Distinction from Traditional OCR
Traditional OCR employs a pipeline architecture (detection → recognition → post-processing), whereas DeepSeek-OCR uses an end-to-end vision-language model architecture, fundamentally simplifying the OCR system.
Resource Links
- GitHub Repository: https://github.com/deepseek-ai/DeepSeek-OCR
- Hugging Face Model: https://huggingface.co/deepseek-ai/DeepSeek-OCR
- Technical Paper: DeepSeek_OCR_paper.pdf
- License: MIT License
Acknowledgements
The DeepSeek-OCR project thanks the following open-source projects for their contributions:
- Vary
- GOT-OCR2.0
- MinerU
- PaddleOCR
- OneChart
- Slow Perception
And benchmark datasets: Fox and OmniDocBench.
Conclusion
DeepSeek-OCR represents a significant innovation in OCR technology, addressing the challenges of long-context processing in Large Language Models through a visual compression paradigm.
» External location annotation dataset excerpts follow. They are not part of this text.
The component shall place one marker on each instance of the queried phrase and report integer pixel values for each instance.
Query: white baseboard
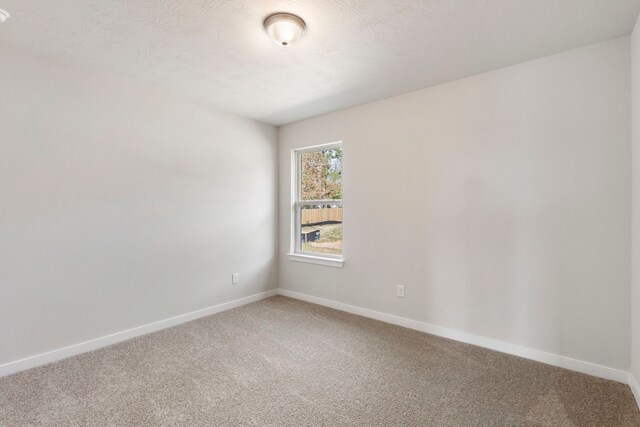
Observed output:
(634, 388)
(501, 346)
(94, 344)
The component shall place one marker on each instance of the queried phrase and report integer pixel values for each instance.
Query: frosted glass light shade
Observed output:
(284, 28)
(4, 15)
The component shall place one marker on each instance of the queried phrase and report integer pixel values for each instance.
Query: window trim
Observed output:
(296, 253)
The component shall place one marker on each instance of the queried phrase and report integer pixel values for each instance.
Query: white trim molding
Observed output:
(94, 344)
(635, 389)
(312, 259)
(492, 344)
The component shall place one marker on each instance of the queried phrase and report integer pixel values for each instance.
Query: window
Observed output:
(317, 205)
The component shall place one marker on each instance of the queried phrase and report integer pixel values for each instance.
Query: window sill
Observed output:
(311, 259)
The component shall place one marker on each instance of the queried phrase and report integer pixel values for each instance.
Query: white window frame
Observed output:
(297, 254)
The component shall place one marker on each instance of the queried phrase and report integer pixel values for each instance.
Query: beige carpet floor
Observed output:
(282, 362)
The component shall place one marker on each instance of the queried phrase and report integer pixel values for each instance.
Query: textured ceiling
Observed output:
(355, 51)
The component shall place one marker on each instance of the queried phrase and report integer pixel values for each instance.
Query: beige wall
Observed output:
(635, 285)
(122, 204)
(503, 205)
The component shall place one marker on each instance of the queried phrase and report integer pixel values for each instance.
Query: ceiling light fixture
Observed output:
(4, 15)
(284, 28)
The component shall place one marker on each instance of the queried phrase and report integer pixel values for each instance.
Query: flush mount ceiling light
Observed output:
(284, 28)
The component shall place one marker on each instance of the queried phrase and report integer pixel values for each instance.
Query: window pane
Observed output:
(321, 175)
(321, 229)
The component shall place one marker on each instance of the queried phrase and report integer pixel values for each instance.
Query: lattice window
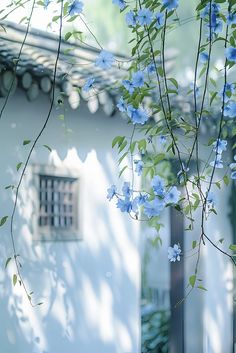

Its efficient token compression capability (7-20x), excellent accuracy (97% accuracy at 10x compression), and powerful processing capacity (200,000 pages per day on a single GPU) make it an ideal choice for document digitization, AI training data generation, and multimodal applications.
The open-source nature of this project and its comprehensive documentation make it easy to integrate into various application scenarios, providing researchers and developers with a powerful tool to explore the boundaries of visual text compression.